1. Establish respectful communication about your health:
During the coronavirus pandemic, it is good to note that the virus spreads first within household, with a projected 15% contracting the disease from those they live with. It thus calls for the need of collaboration to keep each other safe and healthy. Reach out and have serious conversations with your family to iron out some of the issues that may be pending in one way or the other. Identify what each one likes or doesn’t like and stay in your lanes to avoid unnecessary confrontation.


2. Take time for yourself – even if it’s just a few minutes:
It is entirely impossible to be alone during this crisis. If you want a peace of mind, it is vital to create time for your own self. If you have children, give them a time to watch a movie as you take your own time alone. It is a good move to unwind all the daily stress in a calm environment and this will help avoid burst-ups left right and center in the house.


3. Understand that it is okay to be human:
Agree that conflicts are normal human phenomenon and there is no crime having occasional meltdowns or arguments. Instead, you need to understand that at such times, you can build stronger bonds and relationships by setting ground rules to curb the re-occurrence of more explosive conflicts in the future. We are all only human, and we are doing the best we can.
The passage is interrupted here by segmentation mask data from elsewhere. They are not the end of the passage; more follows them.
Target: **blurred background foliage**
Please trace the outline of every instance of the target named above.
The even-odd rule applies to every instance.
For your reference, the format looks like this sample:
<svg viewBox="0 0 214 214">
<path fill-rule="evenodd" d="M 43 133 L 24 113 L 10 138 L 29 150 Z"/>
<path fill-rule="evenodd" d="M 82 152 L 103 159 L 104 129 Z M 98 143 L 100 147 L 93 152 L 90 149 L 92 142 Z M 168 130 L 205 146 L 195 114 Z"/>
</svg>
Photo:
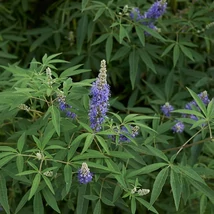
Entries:
<svg viewBox="0 0 214 214">
<path fill-rule="evenodd" d="M 166 102 L 183 108 L 192 99 L 186 87 L 196 93 L 206 90 L 213 97 L 214 2 L 169 0 L 167 12 L 156 23 L 159 31 L 146 35 L 139 23 L 123 13 L 123 8 L 128 5 L 130 12 L 132 7 L 139 7 L 143 13 L 152 3 L 149 0 L 0 0 L 0 64 L 27 68 L 33 58 L 39 62 L 45 54 L 61 53 L 58 58 L 68 63 L 59 63 L 59 73 L 77 64 L 91 69 L 73 77 L 79 81 L 95 78 L 100 61 L 106 59 L 111 109 L 122 115 L 160 114 L 160 105 Z M 10 76 L 11 73 L 0 69 L 1 91 L 13 84 Z M 172 121 L 158 122 L 150 124 L 154 130 L 162 126 L 167 132 L 172 126 Z M 191 136 L 192 132 L 187 131 L 172 140 L 163 131 L 156 137 L 157 142 L 171 139 L 178 146 L 177 138 L 185 142 Z M 144 137 L 148 137 L 147 142 L 151 140 L 149 135 Z M 161 149 L 167 148 L 161 145 Z M 206 155 L 200 156 L 200 160 L 208 164 L 212 149 L 204 149 Z M 190 153 L 194 153 L 192 150 Z M 196 163 L 188 160 L 188 155 L 183 160 Z M 194 201 L 200 193 L 191 197 Z M 162 198 L 165 201 L 159 204 L 160 213 L 167 209 L 173 213 L 174 208 L 168 207 L 168 201 L 172 200 L 169 192 L 165 191 Z M 195 212 L 197 209 L 189 208 Z M 112 208 L 111 212 L 117 210 Z"/>
<path fill-rule="evenodd" d="M 168 1 L 157 23 L 160 33 L 149 36 L 128 15 L 119 15 L 125 5 L 128 12 L 139 7 L 143 13 L 151 3 L 2 0 L 1 64 L 18 61 L 26 67 L 33 57 L 39 61 L 45 53 L 62 53 L 67 67 L 80 63 L 92 70 L 79 77 L 86 79 L 96 76 L 105 58 L 111 91 L 118 97 L 113 107 L 125 112 L 158 112 L 156 104 L 166 101 L 180 105 L 188 96 L 186 86 L 213 90 L 214 3 Z M 166 77 L 173 84 L 163 91 Z"/>
</svg>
So if conflict does arise between you and your loved ones during these times, remember that we all have access to an extraordinary power: forgiveness.


4. Listen carefully to others
Listening to issues in a mature manner is one of the best ways to avoid conflict. It is thus important when a conflict arises you take time to listen carefully to others. Define the conflict and frame the right solution to it, find out if the conflict is directed at you or the problem. That way, you will be in a better position to tell how well to solve the problem without causing more pain and anger. Work on a compromise that benefits all the parties and close that case. Create harmony and allow individuals to grow and co-exist in a better environment.


5. Understand that they are kids
As parents who are confided in homes at this time, understand that kids are cheeky and cannot control their emotions. To them, physical outbursts are a common thing but as a parent, intervene with love and in a calm way. Teach them as early as you can the importance of a peaceful co-existence. Shower them with praises when they become helpful and co-operative and in that way you are sure to raise a responsible individual.


All in all, it is vital to have a peaceful time at home with your family or friends during this pandemic. Check on each other, watch movies together, do some exercise to burn down the extra energy that may get out of hand if not put to good use. Practice giving each other personal space and talking things out when there is a problem at all times.  This way, you will have found the blue print to a happy home and in a great way you will be able to avoid conflicts. Stay safe and protected in your homes during this lockdown!